Liberdade pra dentro da cabeça
Veteranos feito Gomes Brasil atestam isso. Aos 48 anos, o vocalista da banda Nativa – outrora integrante da Rebellion, participante da banda Donaleda e fundador da Okolofé – analisa que o desenvolvimento do reggae no Brasil ainda não é o desejado por quem é do meio. Os artistas passam por muitas dificuldades e preconceitos.
Por isso, reivindicam melhorias em amplos aspectos. Durante o #ReggaeDayFortaleza, essas questões serão debatidas no Fórum do Reggae Cearense. Às 17h, no Porto Iracema das Artes, músicos, produtores, empresários e agentes culturais que movimentam o reggae no Estado instituirão a ação, na qual serão discutidos assuntos a fim de gerar melhores oportunidades aos artistas e apreciadores do ritmo.

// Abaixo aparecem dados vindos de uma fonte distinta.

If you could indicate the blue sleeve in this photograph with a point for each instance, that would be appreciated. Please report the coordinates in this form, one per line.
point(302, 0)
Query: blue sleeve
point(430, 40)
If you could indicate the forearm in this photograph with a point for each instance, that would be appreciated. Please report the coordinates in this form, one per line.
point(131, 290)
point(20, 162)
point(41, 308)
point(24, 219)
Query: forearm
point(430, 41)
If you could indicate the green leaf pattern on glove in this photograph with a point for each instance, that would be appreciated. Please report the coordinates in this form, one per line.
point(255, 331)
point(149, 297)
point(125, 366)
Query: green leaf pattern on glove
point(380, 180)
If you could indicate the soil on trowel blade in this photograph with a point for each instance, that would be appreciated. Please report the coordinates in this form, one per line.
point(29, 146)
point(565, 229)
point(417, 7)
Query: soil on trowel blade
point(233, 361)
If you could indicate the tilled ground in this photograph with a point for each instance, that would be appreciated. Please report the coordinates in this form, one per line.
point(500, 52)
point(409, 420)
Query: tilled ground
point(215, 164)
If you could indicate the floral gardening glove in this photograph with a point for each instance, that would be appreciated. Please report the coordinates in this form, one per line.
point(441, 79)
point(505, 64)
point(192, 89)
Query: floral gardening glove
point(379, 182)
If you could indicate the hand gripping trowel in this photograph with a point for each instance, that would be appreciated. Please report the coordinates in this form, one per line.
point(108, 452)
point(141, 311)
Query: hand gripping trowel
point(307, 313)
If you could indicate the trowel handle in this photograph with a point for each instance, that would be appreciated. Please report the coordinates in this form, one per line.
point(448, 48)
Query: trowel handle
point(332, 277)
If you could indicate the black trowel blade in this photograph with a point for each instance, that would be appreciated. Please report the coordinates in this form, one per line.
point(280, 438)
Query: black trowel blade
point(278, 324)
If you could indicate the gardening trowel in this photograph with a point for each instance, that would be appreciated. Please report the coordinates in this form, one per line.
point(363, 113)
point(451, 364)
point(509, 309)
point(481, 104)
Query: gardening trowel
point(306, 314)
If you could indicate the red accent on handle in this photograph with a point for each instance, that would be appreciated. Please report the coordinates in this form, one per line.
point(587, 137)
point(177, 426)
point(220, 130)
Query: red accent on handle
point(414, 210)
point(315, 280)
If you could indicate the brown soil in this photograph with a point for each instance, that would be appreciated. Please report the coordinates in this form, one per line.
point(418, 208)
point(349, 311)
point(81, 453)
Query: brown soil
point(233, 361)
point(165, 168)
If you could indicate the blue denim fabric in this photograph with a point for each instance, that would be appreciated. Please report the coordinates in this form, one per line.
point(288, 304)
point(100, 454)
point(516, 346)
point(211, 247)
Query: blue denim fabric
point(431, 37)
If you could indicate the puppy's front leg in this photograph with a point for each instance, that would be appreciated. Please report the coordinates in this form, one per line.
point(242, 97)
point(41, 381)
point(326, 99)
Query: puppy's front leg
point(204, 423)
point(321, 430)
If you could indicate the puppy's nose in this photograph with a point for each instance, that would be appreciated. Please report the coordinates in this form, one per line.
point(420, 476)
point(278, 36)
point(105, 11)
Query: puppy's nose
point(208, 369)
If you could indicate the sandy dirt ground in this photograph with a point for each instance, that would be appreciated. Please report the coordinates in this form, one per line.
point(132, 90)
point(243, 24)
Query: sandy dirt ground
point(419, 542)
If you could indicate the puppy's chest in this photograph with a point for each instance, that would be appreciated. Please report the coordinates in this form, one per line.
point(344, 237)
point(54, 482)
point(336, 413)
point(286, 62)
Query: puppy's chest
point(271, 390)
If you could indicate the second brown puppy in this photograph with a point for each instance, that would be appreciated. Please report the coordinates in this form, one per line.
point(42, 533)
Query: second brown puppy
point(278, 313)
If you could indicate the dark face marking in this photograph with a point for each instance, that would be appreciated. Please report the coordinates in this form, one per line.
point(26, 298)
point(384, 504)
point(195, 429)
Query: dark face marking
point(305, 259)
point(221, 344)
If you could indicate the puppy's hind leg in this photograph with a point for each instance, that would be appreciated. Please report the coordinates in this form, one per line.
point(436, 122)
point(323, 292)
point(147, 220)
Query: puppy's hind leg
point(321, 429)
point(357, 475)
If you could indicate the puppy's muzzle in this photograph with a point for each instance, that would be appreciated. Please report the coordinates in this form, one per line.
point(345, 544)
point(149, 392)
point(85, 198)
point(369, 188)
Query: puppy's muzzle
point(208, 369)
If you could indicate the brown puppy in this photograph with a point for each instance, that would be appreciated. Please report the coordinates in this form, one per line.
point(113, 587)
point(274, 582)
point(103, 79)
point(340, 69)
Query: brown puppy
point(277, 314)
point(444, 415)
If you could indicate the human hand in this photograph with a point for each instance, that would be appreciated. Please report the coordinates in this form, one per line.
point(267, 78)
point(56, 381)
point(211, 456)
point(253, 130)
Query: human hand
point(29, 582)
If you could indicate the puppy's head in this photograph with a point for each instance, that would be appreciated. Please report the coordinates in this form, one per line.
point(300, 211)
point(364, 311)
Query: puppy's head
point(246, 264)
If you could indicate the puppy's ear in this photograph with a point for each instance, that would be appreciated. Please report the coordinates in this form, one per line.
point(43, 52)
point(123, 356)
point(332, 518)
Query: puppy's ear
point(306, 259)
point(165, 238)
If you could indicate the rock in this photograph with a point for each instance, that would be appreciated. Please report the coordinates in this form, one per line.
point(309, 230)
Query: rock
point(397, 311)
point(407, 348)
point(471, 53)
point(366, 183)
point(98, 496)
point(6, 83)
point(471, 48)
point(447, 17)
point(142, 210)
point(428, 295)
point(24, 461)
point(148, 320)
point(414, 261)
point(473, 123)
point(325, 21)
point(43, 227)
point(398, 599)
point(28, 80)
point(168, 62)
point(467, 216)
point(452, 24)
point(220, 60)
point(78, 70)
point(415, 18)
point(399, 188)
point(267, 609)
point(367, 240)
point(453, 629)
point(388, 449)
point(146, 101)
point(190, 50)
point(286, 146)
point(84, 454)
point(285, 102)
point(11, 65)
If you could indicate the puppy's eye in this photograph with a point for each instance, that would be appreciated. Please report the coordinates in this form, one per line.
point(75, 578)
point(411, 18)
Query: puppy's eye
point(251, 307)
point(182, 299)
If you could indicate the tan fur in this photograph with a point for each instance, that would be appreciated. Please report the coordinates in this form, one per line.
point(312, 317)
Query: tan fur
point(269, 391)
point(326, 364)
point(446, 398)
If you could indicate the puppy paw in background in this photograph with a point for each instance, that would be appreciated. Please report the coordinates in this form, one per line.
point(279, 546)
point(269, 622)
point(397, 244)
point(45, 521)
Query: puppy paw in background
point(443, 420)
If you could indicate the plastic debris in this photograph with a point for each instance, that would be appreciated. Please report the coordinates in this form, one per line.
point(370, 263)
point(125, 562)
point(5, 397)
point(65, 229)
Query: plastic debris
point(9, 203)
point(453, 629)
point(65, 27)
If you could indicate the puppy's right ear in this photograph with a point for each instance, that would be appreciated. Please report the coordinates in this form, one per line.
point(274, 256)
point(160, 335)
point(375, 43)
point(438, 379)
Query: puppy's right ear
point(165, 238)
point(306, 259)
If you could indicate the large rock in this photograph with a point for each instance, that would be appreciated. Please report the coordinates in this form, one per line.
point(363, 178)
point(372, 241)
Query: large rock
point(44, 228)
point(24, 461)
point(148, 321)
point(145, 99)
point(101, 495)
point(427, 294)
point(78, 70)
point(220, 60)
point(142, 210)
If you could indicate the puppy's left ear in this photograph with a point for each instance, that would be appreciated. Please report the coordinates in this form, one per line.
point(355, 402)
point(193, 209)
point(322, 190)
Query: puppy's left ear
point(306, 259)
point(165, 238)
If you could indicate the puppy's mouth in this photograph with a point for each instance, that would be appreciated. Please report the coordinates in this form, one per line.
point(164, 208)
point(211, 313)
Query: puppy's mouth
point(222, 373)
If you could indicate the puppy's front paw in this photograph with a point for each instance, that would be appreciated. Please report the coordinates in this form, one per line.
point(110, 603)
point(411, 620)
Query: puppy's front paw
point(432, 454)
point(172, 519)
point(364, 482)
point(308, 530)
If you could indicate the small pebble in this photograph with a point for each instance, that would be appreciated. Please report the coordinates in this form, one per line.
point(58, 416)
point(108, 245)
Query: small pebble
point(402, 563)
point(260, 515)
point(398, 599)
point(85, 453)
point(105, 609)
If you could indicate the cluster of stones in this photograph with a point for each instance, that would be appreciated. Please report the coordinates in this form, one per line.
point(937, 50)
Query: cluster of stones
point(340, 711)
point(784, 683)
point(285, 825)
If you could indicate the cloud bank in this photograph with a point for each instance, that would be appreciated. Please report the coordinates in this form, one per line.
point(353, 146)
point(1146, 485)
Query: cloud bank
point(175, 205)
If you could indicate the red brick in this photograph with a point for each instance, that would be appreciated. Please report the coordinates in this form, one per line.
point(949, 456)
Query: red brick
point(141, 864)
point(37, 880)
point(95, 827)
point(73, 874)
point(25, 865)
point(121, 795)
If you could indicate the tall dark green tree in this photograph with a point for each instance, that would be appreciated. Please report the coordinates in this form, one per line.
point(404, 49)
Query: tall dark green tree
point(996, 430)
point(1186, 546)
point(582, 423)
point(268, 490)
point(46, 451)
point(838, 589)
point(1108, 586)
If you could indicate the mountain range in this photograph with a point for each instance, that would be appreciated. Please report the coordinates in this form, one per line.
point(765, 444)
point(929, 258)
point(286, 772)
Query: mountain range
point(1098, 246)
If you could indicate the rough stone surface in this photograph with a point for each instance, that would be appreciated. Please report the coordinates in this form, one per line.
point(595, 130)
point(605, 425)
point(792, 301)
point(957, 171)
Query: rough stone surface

“Estrutura, contratos, cachês, tudo precisa ser melhorado e será analisado. O grande foco é criarmos pautas para o desenvolvimento da nossa música reggae”, detalha Gomes. “Aqui em Fortaleza temos algumas das melhores bandas de reggae do Brasil, cada uma com sua particularidade, mas sempre com aquele toque jamaicano”.
Bandas e grupos também não faltam por aqui. Rebellion, Donaleda, Andread Jó, Banda Nativa, Tocaias Band, Mr. Bobby, Natividade, Band, e o pioneiro do reggae na Capital, Gianni Zion, entre outros. Vários DJs também se inscrevem no panorama: Rubinho Star, Mr. Gazos e Canuto Lion integram o time com diversidade de nomes.
“O Dia Internacional do Reggae deveria ser celebrado com o maior festival de reggae da cidade, incluindo todas as bandas – das mais antigas às mais recentes – e todos os DJs”, torce Gomes, há 37 anos com o gênero nas veias. “Reggae é poder expressar a liberdade e o amor”.
Serviço
#ReggaeDayFortaleza – Comemoração do Dia Internacional do Reggae em Fortaleza
Nesta sexta-feira (1º), iniciando com o Fórum do Reggae Cearense, às 17h, no Porto Iracema das Artes (Rua Dragão do Mar, 160, Praia de Iracema. Acesso gratuito. Às 20h, show #ReggaeDayFortaleza, na Kingston 085 (Rua José Avelino, 508, Praia de Iracema). Ingressos: R$30 antecipado (por meio deste site); R$40 no local. É obrigatória a apresentação do passaporte de vacinação das três doses contra Covid–19.